St Philip Howard Catholic Primary School
At St Philip Catholic Primary School, we provide a well-balanced KS1 and KS2 computing curriculum that builds our pupils with skills and knowledge to become lifelong learners. Through our enriching computing scheme of learning (Teach Computing), we provide pupils with quality first teaching to develop and consolidate their knowledge and build connections in computer science. Whilst ensuring our pupils are computer literate at the end of KS2. E-Safety is embedded throughout our curriculum and designed to teach pupils how to stay safe online and be aware of potential risks.
- Well balanced Computing Curriculum for KS1 and KS2
- All pupils to develop their understanding of computer science and become more computer literate through using a range of devises
- Quality first teaching in Computing
- All teachers following ‘Teach computing’ scheme of learning. With accurate formative and summative assessment
- Evidence of learning represented in the form of a class book and Google Classroom
- E-safety to be covered every term in each year group
Our Catholic Ethos within Computing
Implementation and Scheme of Learning
‘Teach Computing’ scheme of learning is based around a spiralled curriculum (themes are revisited regular) approach where we consolidate and build on prior learning. Therefore, reducing the amount of knowledge lost through forgetting. The structure of the ‘Teach Computing Curriculum’ is divided into six units ensuring all aspects of the DfE Computing Primary National Curriculum are covered.

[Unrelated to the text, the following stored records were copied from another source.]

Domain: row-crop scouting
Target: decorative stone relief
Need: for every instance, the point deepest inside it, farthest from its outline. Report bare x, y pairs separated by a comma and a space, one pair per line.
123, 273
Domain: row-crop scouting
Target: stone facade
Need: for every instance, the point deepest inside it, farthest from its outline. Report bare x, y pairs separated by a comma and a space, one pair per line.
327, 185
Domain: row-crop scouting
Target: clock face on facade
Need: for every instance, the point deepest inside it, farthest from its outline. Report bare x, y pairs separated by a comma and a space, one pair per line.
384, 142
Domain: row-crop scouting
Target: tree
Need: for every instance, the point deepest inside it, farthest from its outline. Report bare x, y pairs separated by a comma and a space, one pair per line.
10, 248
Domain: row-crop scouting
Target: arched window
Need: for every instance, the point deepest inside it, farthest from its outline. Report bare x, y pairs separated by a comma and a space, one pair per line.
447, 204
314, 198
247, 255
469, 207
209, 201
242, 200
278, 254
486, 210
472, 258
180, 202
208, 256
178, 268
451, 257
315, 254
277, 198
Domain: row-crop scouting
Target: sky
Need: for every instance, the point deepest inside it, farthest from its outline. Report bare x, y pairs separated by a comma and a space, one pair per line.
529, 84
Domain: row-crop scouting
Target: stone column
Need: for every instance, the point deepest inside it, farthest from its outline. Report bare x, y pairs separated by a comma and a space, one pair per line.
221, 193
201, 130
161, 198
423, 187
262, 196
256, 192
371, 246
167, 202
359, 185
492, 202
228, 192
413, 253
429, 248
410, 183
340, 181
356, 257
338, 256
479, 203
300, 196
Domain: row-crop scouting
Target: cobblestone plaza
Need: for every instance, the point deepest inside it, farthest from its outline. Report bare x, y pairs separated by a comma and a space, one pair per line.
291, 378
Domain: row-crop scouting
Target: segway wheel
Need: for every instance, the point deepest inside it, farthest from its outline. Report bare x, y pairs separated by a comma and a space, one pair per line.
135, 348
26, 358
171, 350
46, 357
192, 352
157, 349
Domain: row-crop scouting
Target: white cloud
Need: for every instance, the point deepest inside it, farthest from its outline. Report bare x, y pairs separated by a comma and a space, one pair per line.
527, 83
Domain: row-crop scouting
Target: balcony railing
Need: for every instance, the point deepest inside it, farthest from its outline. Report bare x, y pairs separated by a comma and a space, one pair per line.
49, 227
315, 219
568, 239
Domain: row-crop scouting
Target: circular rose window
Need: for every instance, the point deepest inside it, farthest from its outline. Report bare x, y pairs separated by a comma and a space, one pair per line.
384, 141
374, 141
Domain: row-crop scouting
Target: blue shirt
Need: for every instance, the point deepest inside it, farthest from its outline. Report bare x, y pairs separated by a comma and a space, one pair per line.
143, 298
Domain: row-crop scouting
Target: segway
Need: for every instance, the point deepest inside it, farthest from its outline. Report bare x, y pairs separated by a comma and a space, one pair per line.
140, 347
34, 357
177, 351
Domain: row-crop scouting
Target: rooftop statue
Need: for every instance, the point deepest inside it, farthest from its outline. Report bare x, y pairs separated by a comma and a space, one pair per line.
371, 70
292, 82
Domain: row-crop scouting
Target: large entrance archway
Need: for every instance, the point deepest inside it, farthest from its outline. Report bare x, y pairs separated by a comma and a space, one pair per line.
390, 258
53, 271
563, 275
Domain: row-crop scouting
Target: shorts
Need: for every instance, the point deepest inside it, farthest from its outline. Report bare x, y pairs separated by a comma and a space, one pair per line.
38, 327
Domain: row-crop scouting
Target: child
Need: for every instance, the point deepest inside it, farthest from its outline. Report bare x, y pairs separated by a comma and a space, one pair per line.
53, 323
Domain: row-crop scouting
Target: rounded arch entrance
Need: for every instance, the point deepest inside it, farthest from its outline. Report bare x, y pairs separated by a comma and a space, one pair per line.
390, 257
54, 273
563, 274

- Computing systems and networks
- Creating media A
- Creating media B
- Programming A
- Programming B
- Data and information
Pupils will be taught these units through a sequence of lessons that build on the learning from the previous lesson. This coherent structure enables pupils to demonstrate their progression through concepts and skills, developing their knowledge and understanding more effectively.
12 pedagogy Principles
Through ‘Teach Computing’ we follow the 12 pedagogy principles of how to teach computing. These 12 principles are embodied in the Teach computing Curriculum and their application can be found through the units.
Our pupils are taught to understand E-safety and how to remain safe online and protect themselves from risk. We teach E-Safety through computing lessons, E-Safety days and PSHE lessons.
The DfE states ‘A high-quality computing education equips pupils to use computational thinking and creativity to understand and change the world. Computing has deep links with mathematics, science, and design and technology, and provides insights into both natural and artificial systems. The core of computing is computer science, in which pupils are taught the principles of information and computation, how digital systems work, and how to put this knowledge to use through programming. Building on this knowledge and understanding, pupils are equipped to use information technology to create programs, systems and a range of content. Computing also ensures that pupils become digitally literate – able to use, and express themselves and develop their ideas through, information and communication technology – at a level suitable for the future workplace and as active participants in a digital world.’ (DfE, 2013).
At St Philip Howard Catholic Primary School, we like to provide pupils with opportunities to learn and develop skills outside of our school setting. In year 5, our pupils visit Onslow Secondary School for a computing enrichment programme. Our pupils take part in a series of enriching lessons where the teachers and pupils from Onslow teach our children how to use different programmes, giving them a chance to develop and foster their computing skills.
Computing Curriculum Overview
Through our scheme of learning ‘Teach Computing’ we assess using formative and summative assessment. With overall teacher judgement being inputted into Arbor termly.
Every lesson includes opportunities for formative assessment. Through formative assessment such as teacher observations, questioning and carefully selected activities. It highlights pupils progress within the unit and ensures that misconceptions can be recognised and addressed. Through the use of formative assessment teacher are able to adapt their teaching to suit the needs of the pupils.
There are two main approaches to our summative assessment these being Multiple Choice Quiz (MCQ) and Rubric.
Each of the MCQ questions has been carefully chosen to represent learning that has been covered within the unit. This form of assessment is used to determined how well pupils have understood the content, and what pupils have misunderstood if they have not achieved as expected.
Rubric is a tool used to help teachers assess project-based learning. Each rubric covers the application of skills that have been directly taught across the unit. It allows teachers to assesses projects that pupils have created, focusing on the appropriate application of skill and concepts. This form of assessments allows teachers to assess if pupils are working within their age group.
Special educational Needs & Disability
Through our carefully chosen scheme of learning (Teach Computing) activities are adaptable and scaffolded so that all pupils can achieve and thrive. Scaffolded resources provide pupils with extra resources, such as visual prompt and adapted task. A range of computing devises are available to suit individual needs.
Mastery in Computing
Exploratory tasks foster a deeper understanding of a concept, encouraging pupils to apply their learning in different context and make connections with other learning experiences.